To understand the sense of time used throughout the ancient and medieval world, you have to forget about our contemporary clocks and their hours, minutes, seconds, mechanical ticktocks, and alarms. Imagine your waking day, sunrise to sunset, along with your sense of passing time, guided solely by the sun and the shadows it casts throughout the day.
In the days of shadow clocks, the unit of time was a moment (momentum), or the discernible movement of the gnomon’s shadow on a sundial face. A moment was approximately 90 seconds with 40 moments in a solar hour. The hour was further divided into four puncta (quarter-hours) and ten minuta. Of course, a solar hour depended on the length of the day, which, in turn, depended on the season.

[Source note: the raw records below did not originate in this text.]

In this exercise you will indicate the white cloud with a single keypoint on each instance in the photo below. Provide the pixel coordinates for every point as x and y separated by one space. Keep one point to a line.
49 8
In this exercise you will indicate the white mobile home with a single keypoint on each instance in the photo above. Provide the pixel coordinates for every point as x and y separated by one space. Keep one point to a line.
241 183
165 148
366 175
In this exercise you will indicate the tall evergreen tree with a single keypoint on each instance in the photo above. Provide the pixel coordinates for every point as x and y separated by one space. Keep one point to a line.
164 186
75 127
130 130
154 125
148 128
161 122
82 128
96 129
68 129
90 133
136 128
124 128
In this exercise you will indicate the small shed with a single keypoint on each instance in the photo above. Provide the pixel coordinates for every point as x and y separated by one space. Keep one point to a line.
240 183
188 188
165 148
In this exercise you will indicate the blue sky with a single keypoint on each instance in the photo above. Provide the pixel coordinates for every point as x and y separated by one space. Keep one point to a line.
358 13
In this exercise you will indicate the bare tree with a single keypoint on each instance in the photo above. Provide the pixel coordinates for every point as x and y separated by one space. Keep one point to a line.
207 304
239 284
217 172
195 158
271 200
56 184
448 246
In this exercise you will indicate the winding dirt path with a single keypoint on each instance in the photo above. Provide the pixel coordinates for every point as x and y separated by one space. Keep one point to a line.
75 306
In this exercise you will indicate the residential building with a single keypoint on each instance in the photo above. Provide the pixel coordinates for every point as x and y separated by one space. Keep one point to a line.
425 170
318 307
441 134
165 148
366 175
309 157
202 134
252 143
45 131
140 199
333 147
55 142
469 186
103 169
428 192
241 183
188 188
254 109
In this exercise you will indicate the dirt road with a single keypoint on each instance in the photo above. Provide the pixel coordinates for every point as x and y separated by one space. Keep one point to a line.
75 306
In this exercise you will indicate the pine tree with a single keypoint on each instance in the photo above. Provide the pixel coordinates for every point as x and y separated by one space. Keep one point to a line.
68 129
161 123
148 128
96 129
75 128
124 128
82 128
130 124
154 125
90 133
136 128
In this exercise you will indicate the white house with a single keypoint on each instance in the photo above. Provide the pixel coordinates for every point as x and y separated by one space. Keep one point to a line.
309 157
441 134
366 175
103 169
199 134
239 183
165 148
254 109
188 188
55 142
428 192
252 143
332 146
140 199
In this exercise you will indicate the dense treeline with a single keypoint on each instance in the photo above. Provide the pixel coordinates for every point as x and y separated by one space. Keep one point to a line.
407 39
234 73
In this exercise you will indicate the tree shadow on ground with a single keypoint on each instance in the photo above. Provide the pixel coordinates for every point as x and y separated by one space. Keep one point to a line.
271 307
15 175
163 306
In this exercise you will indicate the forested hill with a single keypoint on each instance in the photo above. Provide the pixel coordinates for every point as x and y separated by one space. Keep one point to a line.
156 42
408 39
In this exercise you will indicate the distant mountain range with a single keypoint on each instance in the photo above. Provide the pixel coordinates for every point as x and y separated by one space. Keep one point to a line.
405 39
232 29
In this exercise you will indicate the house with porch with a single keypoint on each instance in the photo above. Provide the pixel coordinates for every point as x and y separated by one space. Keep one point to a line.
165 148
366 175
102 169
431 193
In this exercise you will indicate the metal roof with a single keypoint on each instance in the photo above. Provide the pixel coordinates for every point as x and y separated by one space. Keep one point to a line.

From the earliest sundials around 1500 BCE through the middle ages, sundials became increasingly sophisticated and served a number of important functions for ancient and more recent civilizations. With Egyptian, Babylonian, Greek, and Muslim innovations, early civilizations were able to keep exact records of past events and plan for future ones. Not only could they track the seasons, solstices, and equinoxes, they could formalize governmental, religious, and societal activities with a unified schedule. Even with the 14th-century introduction of clocks and their base 60, or sexagesimal system (hours, minutes, and seconds), sundials were still relied on and more reliable for resetting the newfangled mechanical clocks when necessary.
Traditionally, sundials were engraved with proverbs and mottos that invited passersby to reflect on the passing of time, the shortness of life, or random humorous anecdotes.
Let others tell of storms and showers, I tell of sunny morning hours.